B. Kelemahan Produk Obat Alam / Obat Tradisional
Disamping berbagai keuntungan, bahan obat alam juga memiliki beberapa kelemahan yang juga merupakan kendala dalam pengembangan obat tradisional (termasuk dalam upaya agar bisa diterima pada pelayanan kesehatan formal). Adapun beberapa kelemahan tersebut antara lain : efek farmakologisnya yang lemah, bahan baku belum terstandar dan bersifat higroskopis serta volumines, belum dilakukan uji klinik dan mudah tercemar berbagai jenis mikroorganisme. Menyadari akan hal ini maka pada upaya pengembangan OT ditempuh berbagai cara dengan pendekatan-pendekatan tertentu, sehingga ditemukan bentuk OT yang telah teruji khasiat dan keamanannya, bisa dipertanggung jawabkan secara ilmiah serta memenuhi indikasi medis; yaitu kelompok obat fitoterapi atau fitofarmaka Akan tetapi untuk melaju sampai ke produk fitofarmaka, tentu melalui beberapa tahap (uji farmakologi, toksisitas dan uji klinik) hingga bisa menjawab dan mengatasi berbagai kelemahan tersebut.

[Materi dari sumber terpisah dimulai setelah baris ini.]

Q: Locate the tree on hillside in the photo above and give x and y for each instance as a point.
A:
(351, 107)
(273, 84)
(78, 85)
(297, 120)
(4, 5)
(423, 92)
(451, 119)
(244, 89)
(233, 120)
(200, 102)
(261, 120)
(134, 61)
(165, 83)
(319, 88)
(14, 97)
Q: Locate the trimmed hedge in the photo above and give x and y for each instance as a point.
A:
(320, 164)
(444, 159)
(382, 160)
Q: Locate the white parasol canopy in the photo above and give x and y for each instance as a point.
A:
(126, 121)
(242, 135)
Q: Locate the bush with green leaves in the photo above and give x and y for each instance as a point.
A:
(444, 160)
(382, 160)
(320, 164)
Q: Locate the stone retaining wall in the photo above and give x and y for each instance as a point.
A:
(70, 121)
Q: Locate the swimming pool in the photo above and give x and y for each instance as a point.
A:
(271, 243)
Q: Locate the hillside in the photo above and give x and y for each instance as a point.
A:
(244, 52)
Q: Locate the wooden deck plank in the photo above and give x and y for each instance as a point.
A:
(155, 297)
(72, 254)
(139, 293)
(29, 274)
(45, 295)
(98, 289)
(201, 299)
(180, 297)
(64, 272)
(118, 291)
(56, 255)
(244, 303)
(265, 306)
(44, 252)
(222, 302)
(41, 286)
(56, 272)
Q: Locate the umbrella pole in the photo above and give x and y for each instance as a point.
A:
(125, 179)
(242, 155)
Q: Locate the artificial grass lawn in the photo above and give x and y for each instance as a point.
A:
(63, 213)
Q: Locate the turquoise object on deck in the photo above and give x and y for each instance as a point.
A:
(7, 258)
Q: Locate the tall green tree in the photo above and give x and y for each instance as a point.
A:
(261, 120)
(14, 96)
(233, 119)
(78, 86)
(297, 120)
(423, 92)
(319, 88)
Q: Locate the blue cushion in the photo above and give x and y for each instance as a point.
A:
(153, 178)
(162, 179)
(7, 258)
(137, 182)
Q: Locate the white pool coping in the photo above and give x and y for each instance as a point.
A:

Efek farmakologis yang lemah dan lambat karena rendahnya kadar senyawa aktif dalam bahan obat alam serta kompleknya zat balast/senyawa banar yang umum terdapat pada tanaman. Hal ini bisa diupayakan dengan ekstrak terpurifikasi, yaitu suatu hasil ekstraksi selektif yang hanya menyari senyawa-senyawa yang berguna dan membatasi sekecil mungkin zat balast yang ikut tersari. Sedangkan standarisasi yang komplek karena terlalu banyaknya jenis komponen OT serta sebagian besar belum diketahui zat aktif masing-masing komponen secara pasti, jika memungkinkan digunakan produk ekstrak tunggal atau dibatasi jumlah komponennya tidak lebih dari 5 jenis TO. Disamping itu juga perlu diketahui tentang asal-usul bahan, termasuk kelengkapan data pendukung bahan yang digunakan; seperti umur tanaman yang dipanen, waktu panen, kondisi lingkungan tempat tumbuh tanaman (cuaca, jenis tanah, curah hujan, ketinggian tempat dll.) yang dianggap dapat memberikan solusi dalam upaya standarisasi TO dan OT. Demikian juga dengan sifat bahan baku yang higroskopis dan mudah terkontaminasi mikroba, perlu penanganan pascapanen yang benar dan tepat (seperti cara pencucian, pengeringan, sortasi, pengubahan bentuk, pengepakan serta penyimpanan).